Open-Access: This article is an open-access article that was selected by an in-house editor and fully peer-reviewed by external reviewers. It is distributed in accordance with the Creative Commons Attribution NonCommercial (CC BY-NC 4.0) license, which permits others to distribute, remix, adapt, build upon this work non-commercially, and license their derivative works on different terms, provided the original work is properly cited and the use is non-commercial. See: http://creativecommons.org/Licenses/by-nc/4.0/

Corresponding author: Sanjaya K Satapathy, FAASLD, AGAF, FACG, MBBS, MD, Professor, Department of Internal Medicine, Donald and Barbara Zucker School of Medicine, Northwell Health, 400 Community Drive, Manhasset, NY 11030, United States. ssatapat@northwell.edu

Received: January 10, 2021
Peer-review started: January 10, 2021
First decision: February 11, 2021
Revised: March 7, 2021
Accepted: April 7, 2021
Article in press: April 7, 2021
Published online: May 7, 2021

Abstract

With the growing prevalence of obesity and diabetes in the United States and across the world, a rise in the overall incidence and prevalence of non-alcoholic fatty liver disease (NAFLD) is expected. The risk factors for NAFLD are also associated with the development of chronic kidney disease (CKD). We review the epidemiology, risk factors, genetics, implications of gut dysbiosis, and specific pathogenic mechanisms linking NAFLD to CKD. Mechanisms such as ectopic lipid accumulation, cellular signaling abnormalities, and the interplay between fructose consumption and uric acid accumulation have led to the emergence of potential therapeutic implications for this patient population. Transplant evaluation in the setting of both NAFLD and CKD is also reviewed. Potential strategies for surveillance and management include the monitoring of comorbidities, the use of non-invasive fibrosis scoring systems, and the measurement of laboratory markers. Lastly, we discuss the management of patients with NAFLD and CKD, from preventative measures to experimental interventions.

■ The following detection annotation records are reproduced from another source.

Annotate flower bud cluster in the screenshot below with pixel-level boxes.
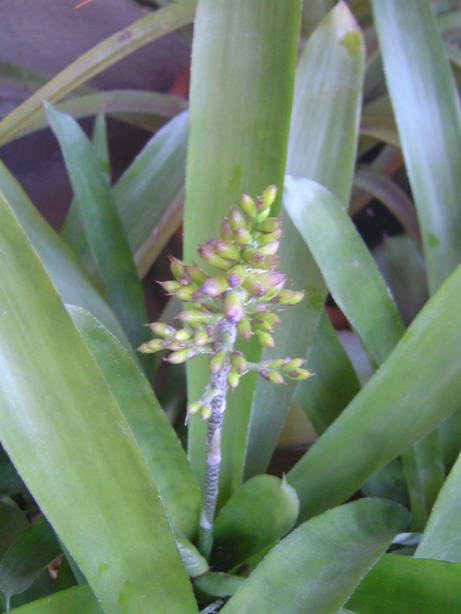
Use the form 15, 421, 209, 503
139, 186, 310, 419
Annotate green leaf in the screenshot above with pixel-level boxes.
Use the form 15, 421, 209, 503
68, 306, 201, 538
46, 105, 148, 354
0, 198, 197, 614
8, 585, 104, 614
0, 162, 138, 362
245, 3, 365, 479
222, 499, 410, 614
288, 260, 461, 519
0, 0, 197, 144
184, 0, 301, 502
296, 314, 360, 435
347, 554, 461, 614
213, 475, 299, 572
373, 0, 461, 293
284, 177, 405, 365
0, 516, 62, 604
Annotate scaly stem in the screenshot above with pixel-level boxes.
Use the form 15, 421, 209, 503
199, 320, 236, 558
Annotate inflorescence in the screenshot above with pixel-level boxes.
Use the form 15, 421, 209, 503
138, 186, 311, 419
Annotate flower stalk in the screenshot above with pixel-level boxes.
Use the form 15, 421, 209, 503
138, 186, 311, 558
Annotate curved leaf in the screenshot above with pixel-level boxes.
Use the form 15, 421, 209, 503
213, 475, 299, 572
0, 198, 197, 614
222, 499, 410, 614
288, 260, 461, 519
68, 306, 201, 538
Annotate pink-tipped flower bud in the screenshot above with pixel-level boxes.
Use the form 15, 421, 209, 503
158, 281, 182, 294
226, 264, 245, 288
226, 369, 240, 390
201, 275, 227, 296
200, 405, 211, 420
165, 348, 195, 365
237, 316, 251, 341
239, 194, 258, 218
234, 228, 251, 245
208, 350, 226, 375
187, 401, 202, 414
261, 185, 277, 209
287, 369, 312, 380
242, 247, 265, 267
148, 322, 176, 339
176, 309, 210, 324
228, 207, 247, 233
278, 290, 304, 305
171, 286, 195, 301
224, 290, 243, 324
257, 217, 283, 233
184, 265, 206, 286
231, 352, 248, 375
219, 217, 234, 241
170, 256, 185, 280
198, 243, 233, 271
214, 241, 240, 260
138, 339, 165, 354
255, 330, 275, 350
193, 329, 209, 347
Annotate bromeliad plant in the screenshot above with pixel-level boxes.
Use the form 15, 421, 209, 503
138, 186, 310, 557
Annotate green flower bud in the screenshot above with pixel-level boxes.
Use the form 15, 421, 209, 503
226, 369, 240, 390
242, 277, 267, 298
198, 243, 233, 271
208, 350, 226, 375
158, 281, 182, 294
176, 309, 210, 324
226, 264, 245, 288
223, 290, 243, 324
237, 316, 251, 341
234, 228, 251, 247
219, 217, 234, 241
138, 339, 165, 354
184, 265, 206, 286
257, 217, 283, 233
231, 352, 247, 375
287, 369, 312, 380
240, 194, 257, 218
255, 229, 282, 245
200, 405, 211, 420
165, 348, 195, 365
173, 328, 191, 341
242, 247, 265, 267
255, 330, 275, 350
261, 185, 277, 209
201, 275, 227, 296
171, 286, 195, 301
187, 401, 202, 414
170, 256, 185, 279
148, 322, 176, 338
277, 290, 304, 305
214, 241, 240, 260
228, 207, 247, 233
193, 329, 209, 347
259, 241, 280, 260
283, 358, 306, 371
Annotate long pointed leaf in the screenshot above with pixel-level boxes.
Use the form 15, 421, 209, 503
184, 0, 301, 500
245, 3, 365, 479
222, 499, 409, 614
288, 267, 461, 519
0, 198, 197, 614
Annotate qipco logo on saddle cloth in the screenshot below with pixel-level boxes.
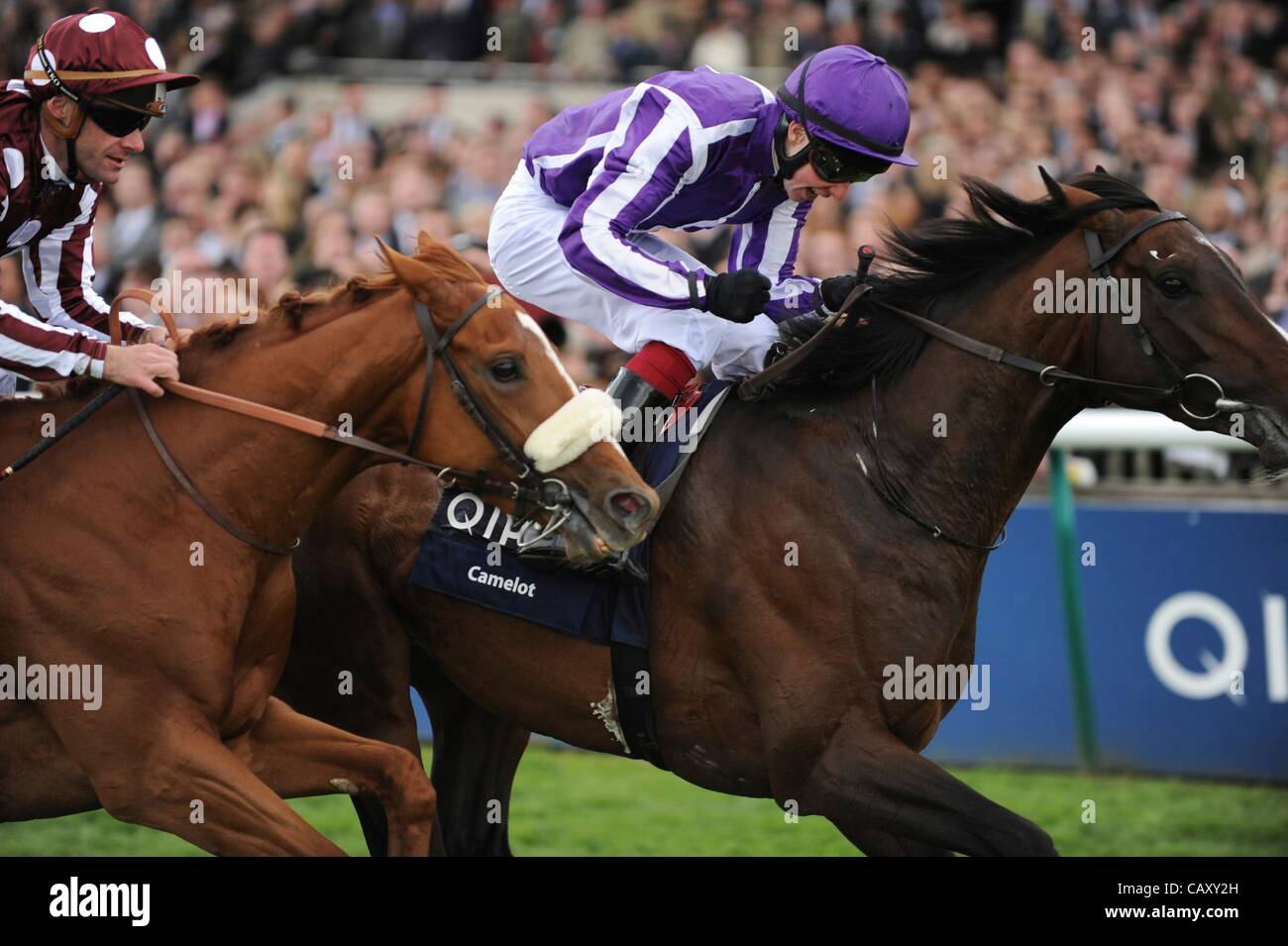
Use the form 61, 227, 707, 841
434, 489, 541, 552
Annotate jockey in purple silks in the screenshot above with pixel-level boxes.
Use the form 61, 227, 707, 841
488, 47, 917, 581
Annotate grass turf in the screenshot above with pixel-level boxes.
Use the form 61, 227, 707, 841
0, 747, 1288, 856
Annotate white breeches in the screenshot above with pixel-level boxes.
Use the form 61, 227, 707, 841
486, 160, 778, 378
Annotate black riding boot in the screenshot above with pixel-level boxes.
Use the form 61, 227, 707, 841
519, 368, 670, 584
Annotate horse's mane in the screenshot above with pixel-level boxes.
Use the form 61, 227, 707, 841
22, 234, 483, 403
189, 234, 483, 345
780, 170, 1158, 392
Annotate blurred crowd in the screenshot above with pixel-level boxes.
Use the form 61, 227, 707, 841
0, 0, 1288, 382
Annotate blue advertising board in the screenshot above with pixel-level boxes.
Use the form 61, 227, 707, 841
927, 500, 1288, 782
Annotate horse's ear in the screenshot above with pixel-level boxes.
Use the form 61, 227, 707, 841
1038, 164, 1069, 207
376, 237, 433, 298
1038, 164, 1100, 207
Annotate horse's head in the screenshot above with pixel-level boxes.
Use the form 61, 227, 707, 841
1043, 168, 1288, 477
381, 234, 658, 559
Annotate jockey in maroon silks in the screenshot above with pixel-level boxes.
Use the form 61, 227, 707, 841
0, 9, 198, 396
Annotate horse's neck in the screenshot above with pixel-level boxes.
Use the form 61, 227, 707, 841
850, 262, 1087, 545
176, 302, 425, 541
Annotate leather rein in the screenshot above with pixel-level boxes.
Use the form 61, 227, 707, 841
27, 289, 572, 555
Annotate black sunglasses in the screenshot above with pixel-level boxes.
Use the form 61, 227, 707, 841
85, 106, 152, 138
808, 138, 890, 184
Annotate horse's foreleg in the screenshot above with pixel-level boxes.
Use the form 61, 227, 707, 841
829, 816, 953, 857
772, 709, 1055, 855
229, 697, 435, 856
42, 692, 344, 856
412, 650, 528, 857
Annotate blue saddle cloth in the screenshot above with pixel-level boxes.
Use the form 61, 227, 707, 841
411, 381, 730, 649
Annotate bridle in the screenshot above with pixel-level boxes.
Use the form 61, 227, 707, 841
0, 287, 574, 555
849, 210, 1252, 552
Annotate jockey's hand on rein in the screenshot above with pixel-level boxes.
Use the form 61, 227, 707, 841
705, 269, 769, 322
103, 343, 179, 397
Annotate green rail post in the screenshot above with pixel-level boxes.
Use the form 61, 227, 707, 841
1050, 447, 1099, 769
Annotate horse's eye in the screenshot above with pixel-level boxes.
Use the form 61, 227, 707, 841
492, 358, 519, 382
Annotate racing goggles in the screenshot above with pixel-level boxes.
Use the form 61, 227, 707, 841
808, 137, 890, 184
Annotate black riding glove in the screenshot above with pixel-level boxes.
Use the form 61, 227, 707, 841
702, 269, 770, 322
814, 275, 857, 318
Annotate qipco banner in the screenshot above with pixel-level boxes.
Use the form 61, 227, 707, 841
927, 500, 1288, 782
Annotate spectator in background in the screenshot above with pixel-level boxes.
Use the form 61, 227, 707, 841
0, 0, 1288, 398
241, 227, 295, 304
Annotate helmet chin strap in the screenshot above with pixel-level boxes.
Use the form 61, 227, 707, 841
44, 102, 93, 184
774, 112, 808, 180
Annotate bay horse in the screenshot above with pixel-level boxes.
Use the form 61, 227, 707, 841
0, 234, 656, 855
283, 168, 1288, 855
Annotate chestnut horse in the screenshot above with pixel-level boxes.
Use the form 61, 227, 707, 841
0, 234, 657, 855
283, 172, 1288, 855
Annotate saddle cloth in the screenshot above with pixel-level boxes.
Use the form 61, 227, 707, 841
411, 381, 730, 649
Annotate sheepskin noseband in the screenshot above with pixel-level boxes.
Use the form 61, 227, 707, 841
523, 387, 622, 473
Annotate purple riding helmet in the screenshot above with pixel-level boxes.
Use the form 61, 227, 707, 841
774, 47, 917, 181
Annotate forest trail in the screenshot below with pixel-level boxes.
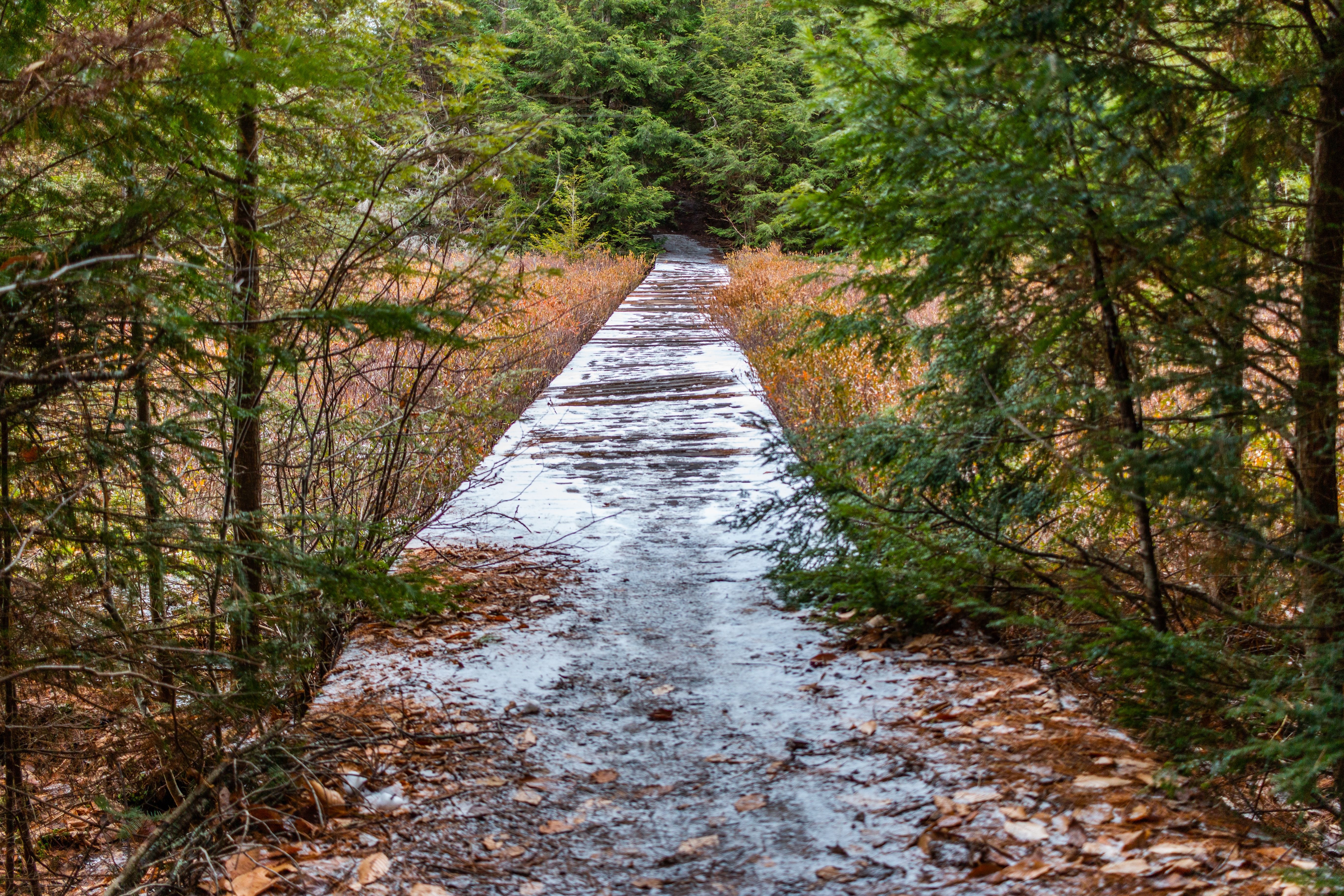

Keywords: Nonalcoholic fatty liver disease, Chronic kidney disease, Nonalcoholic steatohepatitis, Organ transplant, genetic, Microbiome, Pathophysiology

Core Tip: Patients with non-alcoholic fatty liver disease (NAFLD) are at higher risk for the development of chronic kidney disease (CKD) than the general population. The prevalence of mutual comorbidities in addition to direct pathogenic mechanisms linking NAFLD to the development of CKD can explain this finding. With the breadth of data linking NAFLD to CKD, there are minimal options for treating this patient population. Regardless, we have presented strategies that can be implemented at various levels including surveillance, preventative, and management level.